Für Hans-Walter Schmuhl und Ulrike Winkler stellt das Projekt eine reizvolle Herausforderung dar, bei der durchaus viel Neuland wissenschaftlicher Aufarbeitung harrt. „Die Diakonie als tragende Säule des Sozialstaates ist von der Geschichtswissenschaft bisher kaum wahrgenommen worden – hier klafft eine breite Forschungslücke. Umso lohnender ist es, die Geschichte diakonischer Einrichtungen vor dem Hintergrund des Auf- und Ausbaus sozialer Staatlichkeit in Deutschland neu zu erzählen\“, hebt Schmuhl hervor.
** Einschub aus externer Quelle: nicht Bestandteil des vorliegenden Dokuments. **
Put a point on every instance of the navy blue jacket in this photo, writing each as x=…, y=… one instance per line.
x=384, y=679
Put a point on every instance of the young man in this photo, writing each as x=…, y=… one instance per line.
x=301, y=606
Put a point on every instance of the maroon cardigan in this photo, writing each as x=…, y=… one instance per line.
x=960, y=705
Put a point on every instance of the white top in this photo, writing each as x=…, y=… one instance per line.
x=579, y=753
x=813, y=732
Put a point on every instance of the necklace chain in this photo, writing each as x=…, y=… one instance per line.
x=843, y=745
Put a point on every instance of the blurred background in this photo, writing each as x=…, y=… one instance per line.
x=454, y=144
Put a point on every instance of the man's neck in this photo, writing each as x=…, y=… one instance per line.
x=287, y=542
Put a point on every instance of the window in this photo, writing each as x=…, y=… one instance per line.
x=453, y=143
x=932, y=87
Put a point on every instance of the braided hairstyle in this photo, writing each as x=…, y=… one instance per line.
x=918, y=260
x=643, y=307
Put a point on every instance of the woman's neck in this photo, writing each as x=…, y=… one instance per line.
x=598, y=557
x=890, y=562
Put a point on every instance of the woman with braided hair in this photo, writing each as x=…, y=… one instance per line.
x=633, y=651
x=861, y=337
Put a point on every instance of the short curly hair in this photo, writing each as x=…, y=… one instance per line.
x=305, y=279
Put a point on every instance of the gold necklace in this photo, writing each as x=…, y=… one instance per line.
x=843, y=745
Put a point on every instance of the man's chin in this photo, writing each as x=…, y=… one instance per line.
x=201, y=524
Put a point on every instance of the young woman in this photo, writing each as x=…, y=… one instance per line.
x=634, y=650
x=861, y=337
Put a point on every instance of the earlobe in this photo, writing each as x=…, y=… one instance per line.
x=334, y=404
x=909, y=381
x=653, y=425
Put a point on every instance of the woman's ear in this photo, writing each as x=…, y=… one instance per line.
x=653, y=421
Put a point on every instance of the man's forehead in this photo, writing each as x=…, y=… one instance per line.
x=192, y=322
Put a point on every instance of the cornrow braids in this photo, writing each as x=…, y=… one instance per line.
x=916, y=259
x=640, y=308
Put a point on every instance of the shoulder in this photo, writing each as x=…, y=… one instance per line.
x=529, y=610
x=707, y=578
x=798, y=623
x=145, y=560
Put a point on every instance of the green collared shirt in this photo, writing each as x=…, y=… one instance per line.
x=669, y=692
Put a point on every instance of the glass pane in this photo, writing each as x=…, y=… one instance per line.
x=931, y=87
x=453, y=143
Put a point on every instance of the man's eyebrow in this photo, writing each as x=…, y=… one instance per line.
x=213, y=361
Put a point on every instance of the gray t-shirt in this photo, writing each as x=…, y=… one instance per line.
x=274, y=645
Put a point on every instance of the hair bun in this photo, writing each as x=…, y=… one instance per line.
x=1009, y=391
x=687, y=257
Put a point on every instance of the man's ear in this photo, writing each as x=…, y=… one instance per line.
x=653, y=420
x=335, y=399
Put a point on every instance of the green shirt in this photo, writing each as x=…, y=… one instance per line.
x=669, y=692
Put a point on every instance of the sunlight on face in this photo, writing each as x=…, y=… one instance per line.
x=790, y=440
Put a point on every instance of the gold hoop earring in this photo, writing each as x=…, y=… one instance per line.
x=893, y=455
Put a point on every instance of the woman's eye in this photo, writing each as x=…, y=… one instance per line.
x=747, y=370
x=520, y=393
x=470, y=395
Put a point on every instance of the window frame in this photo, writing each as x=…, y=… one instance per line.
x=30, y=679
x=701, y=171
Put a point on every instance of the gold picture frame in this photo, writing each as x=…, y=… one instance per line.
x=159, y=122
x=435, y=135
Zwar verfügt die Diakonische Stiftung über ein weitgehend geordnetes Archiv, für das Archivar Rainer Kregel zuständig ist, mit zahlreichen verzeichneten Beständen, einer systematischen wissenschaftlichen Bewertung wurden sie bislang aber noch nicht unterzogen. „Die Vorstandsprotokolle, Urkunden, Verträge und Briefe aus unserem Archiv sind wichtige Quellen. Aber natürlich möchten wir auch erfahren, was in anderen Archiven über den Wittekindshof zu finden ist\“, stellt Professor Starnitzke die Ausgangssituation dar. Es sei ihm wichtig, nicht nur eine Geschichte über Häuser und Leitungspersonen zu erarbeiten: „Unser Ziel ist es, den Alltag der Menschen darzustellen. Die Perspektiven der Menschen mit Behinderungen ist dabei ebenso wichtig wie die teils ganz erheblichen Herausforderungen, die die Mitarbeiterinnen und Mitarbeiter zu bewältigen hatten\“. Deshalb sollen auch Gespräche mit Zeitzeugen breiten Raum einnehmen: „Sowohl Professor Schmuhl als auch Frau Dr. Winkler haben viel Erfahrung im Umgang mit solchen teilweise sehr persönlichen Fragen und werden sensibel damit umgehen\“, versichert Starnitzke.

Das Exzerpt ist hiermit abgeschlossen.